One mom next to me was crying profusely. She told me that she had saved up to give her daughter this special experience because she thought it might help her daughter feel better about herself and also improve their relationship. It sounded like there had been a lot of conflict over the past year between she and her daughter and it took the Bibbidi Bobbidi Boutique experience to show her that the inner beauty of her daughter was still there--despite their recent hard times.

The staff told me that crying parents are a common sight at the salon.

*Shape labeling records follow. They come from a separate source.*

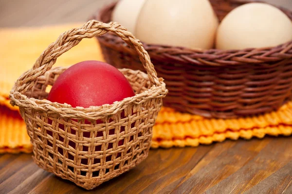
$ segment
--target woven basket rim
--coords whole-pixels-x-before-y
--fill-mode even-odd
[[[230,1],[234,2],[237,3],[245,4],[247,3],[252,2],[262,2],[266,4],[268,4],[274,6],[283,11],[291,20],[292,21],[292,11],[288,9],[274,5],[271,3],[269,3],[266,2],[263,2],[260,0],[244,0],[238,1],[238,0],[219,0],[218,1]],[[105,6],[100,9],[97,13],[97,14],[93,15],[90,17],[90,19],[97,19],[99,21],[102,21],[103,22],[108,22],[108,21],[102,21],[102,17],[103,15],[106,12],[107,10],[112,9],[114,6],[116,4],[118,1],[112,2],[109,4]],[[115,35],[112,35],[112,34],[106,34],[105,36],[111,36],[111,38],[115,38],[116,43],[121,43],[122,41],[120,40],[119,38]],[[103,37],[99,37],[98,38],[99,40],[102,40],[103,38]],[[228,65],[240,65],[243,64],[246,64],[246,62],[241,62],[240,60],[237,60],[236,56],[237,55],[240,54],[246,54],[245,58],[248,59],[248,63],[249,64],[259,64],[263,62],[274,62],[280,61],[281,60],[292,59],[292,56],[287,57],[285,54],[281,54],[281,52],[282,50],[284,50],[285,52],[289,52],[292,53],[292,40],[290,41],[284,43],[274,47],[269,47],[261,48],[246,48],[243,49],[228,49],[228,50],[222,50],[218,48],[211,48],[209,49],[193,49],[189,48],[183,47],[179,46],[172,46],[170,45],[165,45],[162,44],[147,44],[143,41],[141,41],[143,44],[144,47],[145,49],[150,53],[153,51],[159,51],[159,52],[167,52],[167,50],[170,49],[171,49],[171,52],[168,53],[167,54],[169,56],[170,59],[172,60],[177,60],[180,62],[185,62],[188,64],[192,64],[197,65],[209,65],[211,66],[223,66]],[[117,45],[115,45],[117,47]],[[123,44],[122,47],[128,47],[126,44]],[[124,49],[124,52],[129,52],[128,49]],[[264,57],[266,57],[266,55],[272,55],[269,60],[265,59],[264,61],[263,61],[260,58],[256,59],[253,58],[252,53],[257,53],[259,52],[262,53]],[[279,54],[275,54],[274,53],[279,52]],[[173,54],[172,53],[175,53]],[[178,54],[178,53],[180,54]],[[277,53],[276,53],[277,54]],[[177,57],[178,55],[183,55],[182,57],[179,57],[179,59]],[[191,57],[189,57],[189,55],[191,55]],[[212,61],[216,60],[218,58],[222,58],[223,56],[225,56],[226,60],[220,60],[220,63],[213,63]],[[165,55],[164,57],[167,58],[167,56]],[[151,57],[153,58],[155,56],[151,56]],[[175,59],[176,58],[177,59]],[[235,60],[232,61],[231,59],[234,58]],[[228,62],[227,62],[228,61]]]
[[[84,31],[86,32],[84,32]],[[116,31],[116,32],[115,32]],[[138,54],[142,56],[142,58],[143,58],[140,59],[148,73],[146,74],[139,70],[133,70],[126,68],[119,70],[122,72],[129,71],[133,74],[141,74],[144,77],[145,79],[147,79],[147,80],[150,81],[151,86],[149,89],[140,94],[137,94],[133,97],[124,98],[121,101],[115,101],[111,104],[104,104],[99,106],[91,106],[89,108],[81,107],[73,108],[71,105],[67,104],[52,102],[48,100],[40,100],[33,97],[29,97],[25,94],[26,92],[29,91],[30,89],[31,89],[37,78],[44,75],[46,72],[51,69],[53,65],[55,63],[55,59],[57,57],[68,51],[72,47],[77,45],[80,42],[81,39],[84,38],[92,38],[95,36],[102,35],[110,31],[116,32],[127,43],[135,44],[134,47],[133,46],[133,48],[136,49]],[[77,32],[73,33],[74,32]],[[82,37],[81,38],[77,37],[77,35],[75,33]],[[73,40],[71,39],[71,35],[72,37],[73,36],[72,38]],[[67,42],[64,41],[64,37],[67,38]],[[72,46],[67,46],[68,42],[69,43],[72,43],[76,39],[79,40],[77,44],[73,43],[74,44]],[[61,44],[60,43],[60,42],[61,42]],[[61,46],[59,45],[60,44]],[[43,65],[40,65],[40,64],[41,64],[42,61],[45,59],[44,58],[48,57],[46,54],[47,55],[53,54],[54,51],[61,49],[65,45],[67,46],[68,48],[65,48],[64,51],[61,54],[55,57],[55,59],[51,59],[52,61],[55,60],[54,62],[52,62],[52,64],[51,64],[51,66],[50,65],[46,66],[47,64]],[[55,50],[52,49],[54,46],[56,47]],[[49,51],[51,51],[51,52]],[[49,56],[49,57],[51,56]],[[40,63],[39,61],[40,60],[42,60]],[[51,62],[51,61],[50,61]],[[56,67],[56,68],[58,68],[66,69],[68,67]],[[56,68],[54,69],[56,69]],[[37,72],[40,70],[42,71],[42,73],[37,74]],[[37,75],[35,76],[36,74]],[[150,78],[152,78],[152,80],[151,81]],[[27,79],[31,81],[29,84],[27,83]],[[24,85],[24,86],[21,87],[23,85]],[[56,42],[50,45],[36,60],[34,67],[24,72],[18,78],[10,92],[9,98],[11,99],[10,103],[13,106],[17,105],[20,107],[34,109],[39,111],[48,112],[48,114],[50,113],[55,114],[57,113],[64,117],[73,118],[78,117],[91,120],[97,120],[100,119],[100,117],[115,114],[117,112],[123,110],[131,103],[139,104],[151,99],[163,98],[166,95],[167,93],[168,90],[166,89],[165,84],[163,81],[163,79],[157,77],[157,73],[154,68],[153,64],[150,61],[150,57],[139,40],[137,40],[130,32],[127,31],[125,27],[121,26],[117,22],[105,24],[92,20],[85,23],[80,28],[74,28],[65,32],[59,37]],[[78,116],[76,116],[76,114],[77,114]]]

Many parents weep silently and even sob outright -- not just because their daughters look like beautiful princesses, but also because they love to see their daughters bask in the spotlight and thrive under the attentive care of the Disney fairy godmothers-in-training.

And the experience of making her own choices and receiving intense personal attention at the salon seems to have stayed with Creagh. My wife has noticed that Creagh is expressing her own opinion more in the family--and not always just agreeing with the views of her older brother and sister. Whether this is because of the Bibbidi Bobbidi Boutique experience or for other reasons, we don't know, but after her trip, she seems to be putting herself on equal footing with her older siblings more. I don't think it was just about the make-up and pretty dresses for Creagh -- it was about having grownups give her choices, listen to her likes and dislikes, and allow her to feel comfortable being the center of attention for a while.

Congratulations to Disney for letting little girls and their families find their "princesses." Princess therapy really works, for daughter and for parent. Just ask Princess Creagh.

Mallory Factor is the co-chairman and co-founder of the Monday Meeting, an influential meeting of economic conservatives, journalists and corporate leaders in New York City. Mr. Factor is a well-known merchant banker and speaks and writes frequently on economic and fiscal topics for news stations, leading newspapers and other print and online publications.